I turned my head away from Hunter and he let his hand drop. “That’s not the only problem. I care about you, and I want you to be okay, but when we were together . . . maybe everything wasn’t as perfect as you thought it was.”

“What are you talking about?” he asked, concern furrowing his brow.

I pulled my hand away from him. “We stayed in your apartment for days just so we could have more sex! How was that healthy? We were hiding from reality!”

“How many people have had to deal with the things we’re going through?” he shot back. “Don’t you think we deserved a little break?”

“Not like that! A little break could become a permanent vacation for us. Everyone else around us saw it, but we were so deep into each other that we didn’t see what was happening.”

His voice rose. “Who did you hear that from? Was it Ada? I swear to God, if she’s trying to f**k with you?”

I slapped my hands against my thighs in anger. “No! Stop it! This isn’t about Ada or anybody else! It’s about us. Don’t you see? We could have avoided this mess.”

He stared at me for several seconds, breathing hard. “Yeah, I know,” he said finally. His eyes moved from my face back to the gray sky. “I f**ked it up, but I’m trying to make it right.”

I thought about what had happened after I’d received Marco’s letter.

“No, it’s not just you. It’s me too. We’re like two people drowning. We weren’t careful and got our limbs tangled together and then we both sank to the bottom!”

“Lorrie, it’s not like that?”

“Yes it is!” I yelled. “Look at what happened to us. You took a fight and got beaten up right after you came out of the hospital.”

“It wasn’t your fault,” Hunter continued to protest.

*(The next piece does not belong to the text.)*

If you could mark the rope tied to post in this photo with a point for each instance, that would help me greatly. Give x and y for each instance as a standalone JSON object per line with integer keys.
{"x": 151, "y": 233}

“It was my fault! And it was your fault too! It was our fault!”

My breaths were coming quickly now, almost panting. It looked like my words were slowly sinking in and I could tell he was trying to think about it.

I tried to steady myself. “It’s not that I don’t care about you, or that I don’t want to be with you. I just don’t know if we can make it work without hurting each other.”

He sighed and ran his hands through his hair, making it messier. “Fine, maybe it was our fault. We got a little too intense. But you know what Lorrie? I’ve never felt anything like being with you. I know you feel the same way too. That’s gotta be something right?”

His looked at me, his eyes expectant and challenging, but I didn’t know how to face him. I looked down at my shoes, trying to put into words how I felt.

“I don’t know,” I said, sighing deeply. Nothing made sense. I was drained and exhausted and I didn’t want to argue anymore. When I woke up that morning, I thought I would never see Hunter again. Now, he was here in front of me, had a horrible illness, and wanted to work things out. My temples were pounding and I could barely even think straight.

He took my hand in his. “Please, Lorrie. We can do this.”

I massaged my forehead, but it did nothing to ease the pounding pain. I didn’t know if what Hunter wanted was possible or not, but we couldn’t just keep pushing each other away. If I’d learned anything the past couple months, it was that Hunter and I couldn’t be just friends. Keeping each other at arm’s length would only lead to more pain. Still, how could we build something healthy together?